Wednesday, March 12, 2008

A Nude Photo Of...

OK, I give up. I guess the new readers are going to be sticking around for a while, no matter how much the prospect frightens me, so I'm sitting here at the keyboard trying to figure out how to hold this vast new audience I've acquired via Boston.com, and I've come up with a brilliant idea. Wait until you hear it.

I've decided to post a nude photo of myself.

WAIT! Don't scroll down, you pervert. There isn't any picture - yet. I'm telling you about it now so you'll be ready for it when it happens. In the meantime, let's discuss what the likely outcome will be when the picture is posted.

First, I might be arrested. Not for the nudity, of course - plenty of nude pictures make their way onto blogs - but because the sight of my naked body could cause heart attacks and strokes among the female portion of my audience. I am, after all, sort of a bald middle-aged Irish version of Antonio Banderas, if you squint real hard after 8 or 9 drinks. So, when the females keel over, I could be charged with assault.

Second, I expect the males will immediately be rendered blind when they view the doughy magnificence of my manhood.

(Doughy magnificence of my manhood. Damn, that's good! I should copyright that.)

Anyway, with the women incapacitated and the men blind, that will leave only children to read this blog. And then I'll be arrested for the nudity. You can't go around showing the doughy magnificence of your manhood to little kids, at least not in this state - unless you're a priest.

So, to sum up: There will be nobody left to read my blog and I'll be incarcerated. God only knows what they'll do to the doughy magnificence of my manhood in jail. I've heard stories.

Oh, geez, and then there's MY WIFE. So far, she's survived the doughy magnificence of my manhood without having either a myocardial infarction or a cerebral hemorrhage (and I don't quite understand that; she must be superhuman) but she's warned me that the one thing she won't stand for (and she'll stand for an awful lot, being married to me) is any sharing of the doughy magnificence that is my manhood. She wants it all to herself, and who can blame her?

But... Oh, to hell with the consequences! I'm going to do it anyway! As a matter of fact, I'm going to do it RIGHT NOW!


God, this is such a liberating feeling! I can't help but smile!



Here I am, in all the doughy magnificence that is my manhood!!!








Ladies, I am yours to do with as you wish.

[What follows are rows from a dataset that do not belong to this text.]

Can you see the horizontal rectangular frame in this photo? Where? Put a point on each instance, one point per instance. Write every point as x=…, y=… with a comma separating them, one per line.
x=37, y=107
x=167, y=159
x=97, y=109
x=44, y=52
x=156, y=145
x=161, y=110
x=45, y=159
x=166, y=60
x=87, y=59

(By the way, I get about 20 visits most days from people who come here looking for CO-ED NAKED SNOW JOGGING. I figure the title of this one should be good for 300 or more unwitting victims every week. They'll leave as disappointed as the folks looking for frozen naughty bits, I suspect - unless they have a good sense of humor to go along with their lust. If that's how you got here, sorry! Thanks for the hit, though.)

11 comments:

lime said...

wanted for murder by laughter:suldog

it was reported today that a middle-aged PA housewife laughed herself to death after reading suldog's post and viewing his doughy magnificence at the end. she was found in a puddle of her own urine due to the ensuing loss of bladder control.

David Sullivan said...

Whew, Thank god it wasn't you.

I now have a craving for some Pop 'n Fresh rolls.

Janet said...

Another suspected homocide in the Appalachians has been traced to Suldog's doughy magnificence. Victim asphyxiated with laughter-induced asthma. (Yes, laughing too hard will induce an asthma attack. Isn't that an endearing quality?)

Balcony Gal said...

Is it too late to get my membership fee back? Or are you paying in roll?

John-Michael said...

Consider yourself worshiped! You have a gift for this writing thing that astounds this mere mortal.

Suldog said...

The doughy magnificence that is my manhood has caused one woman to pee herself and another to go into bronchial spasms. See? I told you I could possibly be charged with assault.

As for those of you mentioning "rolls", I have no idea what you're talking about. Is it my love handles?

And, of course, John-Michael has completely gottne the point: Worship! Thank you, John-Michael!

Beth from the Funny Farm said...

If you go to jail-- just think... you'll be able to bake!

;-) There are uses for people with your skills in prison kitchens.

....or so I have heard.

Buck said...

Doughy magnificence, indeed! And like D. Sullivan, I have this sudden craving for pastry...

Jeni said...

Too funny, just too darned funny! Keep up the good work but stay out of jail doing it will ya please?

Merisi said...

I am an honorable woman, lured here by Tastykakes, and what do I have to look at? A daughy unbaked naughty boy! Oh well, this too shall pass. Please call me when it's over.

fuzzbert_1999@yahoo.com said...

Had a girlfriend once that called me her "dough boy" and would poke her finger into my stomach...I hated that!